D’ores et déjà, des entreprises ont commencé à mettre en pratique cet enseignement. Nike encourage ses clients à rester en forme, en utilisant des méthodes de communications inspirées de l’univers des jeux vidéo. Ou encore, le quotidien britannique The Guardian demande régulièrement l’aide de ses lecteurs pour éplucher les tonnes de documents confidentiels mis en ligne par WikiLeaks.
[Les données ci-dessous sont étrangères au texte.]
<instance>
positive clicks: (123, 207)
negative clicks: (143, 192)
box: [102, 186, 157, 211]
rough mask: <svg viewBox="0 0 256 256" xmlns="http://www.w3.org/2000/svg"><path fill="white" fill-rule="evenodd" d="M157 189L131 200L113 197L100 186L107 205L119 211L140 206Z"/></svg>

En matière de management, l’idée est donc de procéder à une gamification du travail, à savoir à une transposition des mécanismes des jeux vidéo dans le quotidien du bureau, afin de rendre celui-ci plus attrayant, selon moi. On peut prendre une tâche ordinaire, comme l’organisation d’une réunion, et y ajouter une touche ludique : faire gagner des cadeaux, aborder le sujet principal comme une mission à remplir, demander aux participants d'incarner un personnage, etc. Cette situation peut alors paraître déstabilisante pour certains, mais elle pourra auusi permettre à d’autres de se mettre soudain à participer, au lieu de subir le moment présent et de chercher à naviguer discrètement sur leur BlackBerry…
La gamification ne revient pas à chercher à rendre le quotidien plus simple, mais au contraire à le faire devenir plus excitant. Nous avons tous besoin de relever des défis, d’aller au maximum de nos possibilités, de mener à bien des missions difficiles. Et nous savons bien que c’est en groupe que nous y arriverons, jamais tout seuls dans notre coin. Or, les jeux vidéos poussent des groupes innombrables d’individus à unir leurs forces et leurs talents pour surmonter des obstacles impressionnants et atteindre des sommets extraordinaires. Et c’est justement ce que devrait être l’approche de tout leader digne de ce nom. Pas vrai?